Eventually we came to the end of the track and there was some sort of small waterfall with an old rickety falling down bridge going across the stream.
We didn’t stay here very long and decided to explore another little track off to the right, this track was a bit boggy so there was a little bit of sliding around.
At the end was a lovely swimming hole with a Thai family bathing, it was a great spot, perfect for a drink break..
More Ranong Photos Here.,
The Kra Isthmus is the narrow land bridge which connects the Malay Peninsula and mainland Asia.
It is a fantastic point to see the Malaysian Peninsulas narrowest point and to see Kra Buri River forming a beautiful natural boundary between Thailand and Myanmar.
There is a nice viewpoint plus a lot of information at this site.
We actually turned off Highway 4 a couple of times before we came across the signs for the Kra Isthmus and we ended up at a little jetty with some local fisherman.
We thought this was pretty good as we were pretty close to Burma.
Then the second time we ventured off the highway we were even closer.
However we did not realize that further on once we were back on the highway that we would be only 100 metres from the border which is the absolute narrowest part!
Khao Fa Chi hill is located off of Highway 4 in Tambon Bang Kaew.
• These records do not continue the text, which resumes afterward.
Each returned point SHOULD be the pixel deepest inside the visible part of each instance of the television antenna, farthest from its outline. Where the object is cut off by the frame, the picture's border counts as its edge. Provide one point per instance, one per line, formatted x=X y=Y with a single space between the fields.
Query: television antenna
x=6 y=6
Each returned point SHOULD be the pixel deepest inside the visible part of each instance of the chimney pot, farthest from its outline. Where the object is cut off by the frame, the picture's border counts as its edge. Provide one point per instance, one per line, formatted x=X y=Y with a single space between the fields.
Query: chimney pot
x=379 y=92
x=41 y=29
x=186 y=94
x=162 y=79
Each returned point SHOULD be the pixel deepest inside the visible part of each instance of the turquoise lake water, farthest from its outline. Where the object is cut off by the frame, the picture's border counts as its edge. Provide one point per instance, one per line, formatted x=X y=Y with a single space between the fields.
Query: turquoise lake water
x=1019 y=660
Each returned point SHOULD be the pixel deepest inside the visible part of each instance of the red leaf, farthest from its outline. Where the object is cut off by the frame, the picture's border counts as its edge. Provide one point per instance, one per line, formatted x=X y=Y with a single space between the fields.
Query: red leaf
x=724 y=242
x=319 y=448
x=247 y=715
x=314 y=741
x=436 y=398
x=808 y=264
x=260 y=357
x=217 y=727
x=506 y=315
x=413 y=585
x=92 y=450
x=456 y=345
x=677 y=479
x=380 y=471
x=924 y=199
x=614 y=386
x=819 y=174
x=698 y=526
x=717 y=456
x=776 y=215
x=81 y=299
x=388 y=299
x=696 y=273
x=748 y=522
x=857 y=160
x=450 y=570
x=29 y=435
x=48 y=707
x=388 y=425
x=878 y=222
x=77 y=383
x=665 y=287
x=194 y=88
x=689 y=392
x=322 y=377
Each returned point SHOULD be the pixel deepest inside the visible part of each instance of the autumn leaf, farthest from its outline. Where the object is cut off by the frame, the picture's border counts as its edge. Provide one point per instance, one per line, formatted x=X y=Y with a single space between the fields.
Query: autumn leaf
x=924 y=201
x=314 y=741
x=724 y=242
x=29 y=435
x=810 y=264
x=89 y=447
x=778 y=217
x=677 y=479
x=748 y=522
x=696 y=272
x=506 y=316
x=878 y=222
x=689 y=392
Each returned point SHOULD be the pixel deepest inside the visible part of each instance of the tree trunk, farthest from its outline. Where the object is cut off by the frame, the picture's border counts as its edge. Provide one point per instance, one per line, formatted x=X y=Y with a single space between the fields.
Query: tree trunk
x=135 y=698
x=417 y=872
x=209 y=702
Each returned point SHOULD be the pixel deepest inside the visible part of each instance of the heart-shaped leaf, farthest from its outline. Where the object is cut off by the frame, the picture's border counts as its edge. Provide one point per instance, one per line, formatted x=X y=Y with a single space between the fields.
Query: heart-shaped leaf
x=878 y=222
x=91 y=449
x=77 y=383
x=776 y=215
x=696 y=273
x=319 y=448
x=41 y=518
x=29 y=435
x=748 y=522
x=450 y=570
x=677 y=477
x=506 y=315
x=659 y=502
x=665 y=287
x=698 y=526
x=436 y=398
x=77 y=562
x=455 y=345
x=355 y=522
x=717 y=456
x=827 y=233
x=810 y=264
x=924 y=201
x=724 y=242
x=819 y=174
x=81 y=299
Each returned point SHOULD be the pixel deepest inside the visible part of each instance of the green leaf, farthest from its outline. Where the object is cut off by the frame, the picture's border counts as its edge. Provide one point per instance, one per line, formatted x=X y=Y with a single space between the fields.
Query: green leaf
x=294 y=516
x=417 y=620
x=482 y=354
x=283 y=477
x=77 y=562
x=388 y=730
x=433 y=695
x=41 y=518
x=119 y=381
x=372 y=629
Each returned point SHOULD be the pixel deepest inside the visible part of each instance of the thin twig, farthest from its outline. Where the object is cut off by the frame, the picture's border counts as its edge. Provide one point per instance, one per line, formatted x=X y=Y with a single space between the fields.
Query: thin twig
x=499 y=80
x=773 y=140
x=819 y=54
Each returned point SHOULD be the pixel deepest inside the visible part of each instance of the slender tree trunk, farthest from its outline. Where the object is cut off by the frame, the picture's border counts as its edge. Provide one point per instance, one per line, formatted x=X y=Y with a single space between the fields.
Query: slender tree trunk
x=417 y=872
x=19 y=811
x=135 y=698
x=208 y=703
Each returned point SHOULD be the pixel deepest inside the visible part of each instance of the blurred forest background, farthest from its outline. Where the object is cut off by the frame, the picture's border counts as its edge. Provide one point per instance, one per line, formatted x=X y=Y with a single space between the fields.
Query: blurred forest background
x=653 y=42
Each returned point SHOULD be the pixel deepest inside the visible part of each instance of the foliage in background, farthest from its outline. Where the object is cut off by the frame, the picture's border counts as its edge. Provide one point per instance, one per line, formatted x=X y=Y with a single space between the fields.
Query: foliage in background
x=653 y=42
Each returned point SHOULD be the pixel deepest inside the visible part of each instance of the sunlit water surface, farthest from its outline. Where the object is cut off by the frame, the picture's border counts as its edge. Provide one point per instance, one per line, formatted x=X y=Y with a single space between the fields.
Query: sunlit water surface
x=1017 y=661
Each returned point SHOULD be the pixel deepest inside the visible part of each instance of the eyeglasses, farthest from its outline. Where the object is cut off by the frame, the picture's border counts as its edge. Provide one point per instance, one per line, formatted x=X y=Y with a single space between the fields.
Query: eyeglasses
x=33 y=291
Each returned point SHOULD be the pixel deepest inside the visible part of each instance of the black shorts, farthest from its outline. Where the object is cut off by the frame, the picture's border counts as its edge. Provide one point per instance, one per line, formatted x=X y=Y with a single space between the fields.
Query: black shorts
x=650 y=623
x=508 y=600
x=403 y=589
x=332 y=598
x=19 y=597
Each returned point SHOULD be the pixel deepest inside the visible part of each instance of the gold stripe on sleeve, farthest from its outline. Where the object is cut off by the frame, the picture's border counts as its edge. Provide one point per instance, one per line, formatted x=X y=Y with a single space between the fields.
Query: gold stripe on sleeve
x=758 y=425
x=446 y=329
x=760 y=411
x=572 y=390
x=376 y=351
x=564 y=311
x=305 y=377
The hill provides a great vantage point from which to see two rivers, the Kra Buri and the La-un converge.
To reach Fa Chi hill turn left at kilometer 580 onto the paved road that has the sign Khao Fa Chi Communications Center posted on it, and continue for three kilometers.
Two kilometers further, near the bridge which crosses the La-un River, history buffs will find the remains of a Japanese military base complete with a warship wrecks, underground tunnels and the remains of a railway line. Japanese soldiers used this area as a port of sending support to Burma
Well after much looking we found the railway line and train. Then we were on a mission to find the tunnels but after spending ages looking they were nowhere to be seen, maybe they are now totally overgrown.
We didn’t find the Japanese warship either but have found out since we came home you can only see it at low tide!! Oh well maybe next year.
Today we are heading north of Ranong to find the Phra Khayang Cave.
Legend has it that the Governor of Kraburi took his son to this cave, tied him to an easel and left him there to die because the boy had an affair with his stepmother.
This beautiful cave was easy to find but as soon as we got out of the car the stench of bat urine hit us, it was so powerful.
Not a problem though, I prefer bats to spiders.
This cave was fantastic!
I have never seen so many bats before or walked in so much bat crap!!!
There are lots and lots of stairs to climb up and its not an easy climb, some are very narrow and slippery in places but it was a great cave with lots of stalactites and stalagmites.
We went as far as the stairs went as then it became quite dangerous, extremely steep, wet and slippery but we nearly made it to the very top.
We came out of this cave boiling hot, sweaty and reeking of bat urine so now we need to head for waterfalls to have a bath and freshen up.
Lots more photos of the cave here.,
We first noticed this waterfall on the way to Ranong, it was a trickle spilling over the mountain way off in the distance.
However when we were returning to Phuket it had turned into a massive torrent, the photos do not do it justice - it is huge. Next trip we would like to go right to the top of this massive waterfall.
The area is also home to a unique species of crab. Known to locals for years as Pu Chao Fa, this fresh water crab has just been recently classified by the scientific community and added to the world's list of shellfish.